This is the second in a two-part series. Part 1 appeared in the July issue, p. 29.
While the HIV/AIDS epidemic rages worldwide—an estimated 40 million people have the virus—the lifespan for many HIV-positive patients in the U.S. continues to improve.
Patients on highly active antiretroviral therapy (HAART) live long enough to develop common age-related illnesses. Those without sufficient resources and/or social supports continue to present with AIDS-defining syndromes seen at the beginning of the epidemic. Hospitalists must face these different populations of HIV/AIDS patients and their unique challenges.

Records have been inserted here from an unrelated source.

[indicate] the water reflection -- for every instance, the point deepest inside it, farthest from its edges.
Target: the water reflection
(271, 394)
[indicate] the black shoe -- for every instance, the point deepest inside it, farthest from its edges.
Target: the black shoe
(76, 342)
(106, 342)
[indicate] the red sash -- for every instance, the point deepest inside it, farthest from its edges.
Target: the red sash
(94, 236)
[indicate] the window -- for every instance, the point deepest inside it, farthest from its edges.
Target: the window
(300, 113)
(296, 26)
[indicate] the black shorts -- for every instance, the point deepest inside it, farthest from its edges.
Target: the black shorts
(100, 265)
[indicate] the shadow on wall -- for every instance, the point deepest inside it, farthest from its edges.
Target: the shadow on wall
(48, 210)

In the second part of our series, we address:
- The ramifications for hospitalists of the Centers for Disease Control and Prevention’s (CDC) revised HIV testing guidelines;
- Challenges specific to managing children with HIV; and
- Ways hospitalists can make a difference with HIV patients through social services collaboration, education, and counseling.
Testing Guidelines Shift
On Sept. 22, 2006, the CDC issued revised recommendations for HIV testing of adults, adolescents, and pregnant women in healthcare settings.1 Testing had previously been recommended only for high-risk individuals, such as injection drug users or those with multiple sex partners. The new recommendations advise testing all individuals 13 through 64 in all healthcare settings. In its rationale for extended testing, the CDC notes that of the 1 million to 1.2 million people thought to be living with HIV in the United States, nearly 25% are unaware of their infected status. Expansion of testing, the CDC argues, would mean earlier access to life-extending treatments and reduced transmission risk.
Expanded testing is a good idea, says Theresa Barton, MD, assistant professor of pediatrics at the University of Texas Southwestern Medical Center in Dallas. Dr. Barton is also a pediatric hospitalist and director of the AIDS Related Medical Services (ARM) Clinic at UT.

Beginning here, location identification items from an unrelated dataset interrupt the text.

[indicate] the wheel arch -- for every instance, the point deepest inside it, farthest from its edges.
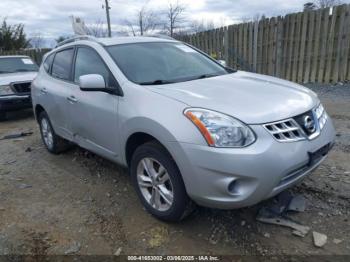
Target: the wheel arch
(38, 109)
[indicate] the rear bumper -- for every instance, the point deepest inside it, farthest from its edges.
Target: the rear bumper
(234, 178)
(15, 102)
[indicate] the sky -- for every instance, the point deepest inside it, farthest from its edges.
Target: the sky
(50, 18)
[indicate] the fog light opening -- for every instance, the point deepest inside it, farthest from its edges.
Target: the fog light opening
(233, 187)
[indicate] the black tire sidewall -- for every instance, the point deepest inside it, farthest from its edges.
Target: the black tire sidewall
(54, 148)
(154, 150)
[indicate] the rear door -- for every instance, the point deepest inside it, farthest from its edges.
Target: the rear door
(95, 114)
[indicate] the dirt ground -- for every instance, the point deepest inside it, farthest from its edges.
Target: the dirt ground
(78, 203)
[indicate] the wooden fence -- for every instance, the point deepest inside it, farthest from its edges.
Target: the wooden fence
(35, 54)
(312, 46)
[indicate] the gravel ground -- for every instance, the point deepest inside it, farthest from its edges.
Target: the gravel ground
(79, 203)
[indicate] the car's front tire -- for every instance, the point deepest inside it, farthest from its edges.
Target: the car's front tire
(54, 143)
(158, 183)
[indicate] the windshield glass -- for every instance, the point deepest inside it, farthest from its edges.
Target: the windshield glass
(162, 63)
(17, 64)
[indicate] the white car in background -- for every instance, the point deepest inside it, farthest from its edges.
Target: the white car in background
(16, 76)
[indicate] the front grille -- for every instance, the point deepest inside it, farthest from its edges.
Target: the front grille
(305, 126)
(23, 87)
(321, 116)
(285, 131)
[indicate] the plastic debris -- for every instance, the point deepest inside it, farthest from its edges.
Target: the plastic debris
(319, 239)
(297, 204)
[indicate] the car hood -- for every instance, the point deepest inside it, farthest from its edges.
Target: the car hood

“According to the CDC, a large number of newly diagnosed HIV patients have no risk factor at all [other than sexual contact with a partner],” Dr. Barton says. “Many people, particularly heterosexuals, do not perceive having sex as a risk factor. That’s certainly the case for women who are pregnant. They report they have no risk factor when you know they have a risk factor by default because they’re pregnant.”
Testing should be offered to everyone in the hospital, agrees George Mathew, MD, a hospitalist with infectious disease training at Emory University Hospital in Atlanta, and instructor of medicine at Emory University Medical School. However, testing everyone who comes to the hospital may be impractical for two reasons, he believes:
- Hospitalists feel time constraints with other components of diagnosing and admitting patients; and
- Hospitalists will not be impelled to offer patients routine HIV testing unless it is mandated by the Joint Commission on Accreditation of Healthcare Organizations (JCAHO) as a core measure.
“Hospitalists will need help [from their institutions] in the introduction of this recommendation, maybe as an inclusion on a general admission form or as a prompt during computerized physician order entry (CPOE),” Dr. Mathew says.
Until universal testing of all inpatients is instituted, it is still advisable for hospitalists to include HIV testing in the diagnostic workup. Neil Winawer, MD, director of the hospitalist program at Grady Memorial, one of Emory University’s affiliated hospitals in Atlanta, advises that hospitalists “should always keep the diagnosis of HIV and AIDS on their radar screen in this day and age. There can be certain things in a patient’s profile that trigger you to think about testing for HIV, such as lymphopenia, recurrent infections, subtle evidence of weight loss, or alopecia.”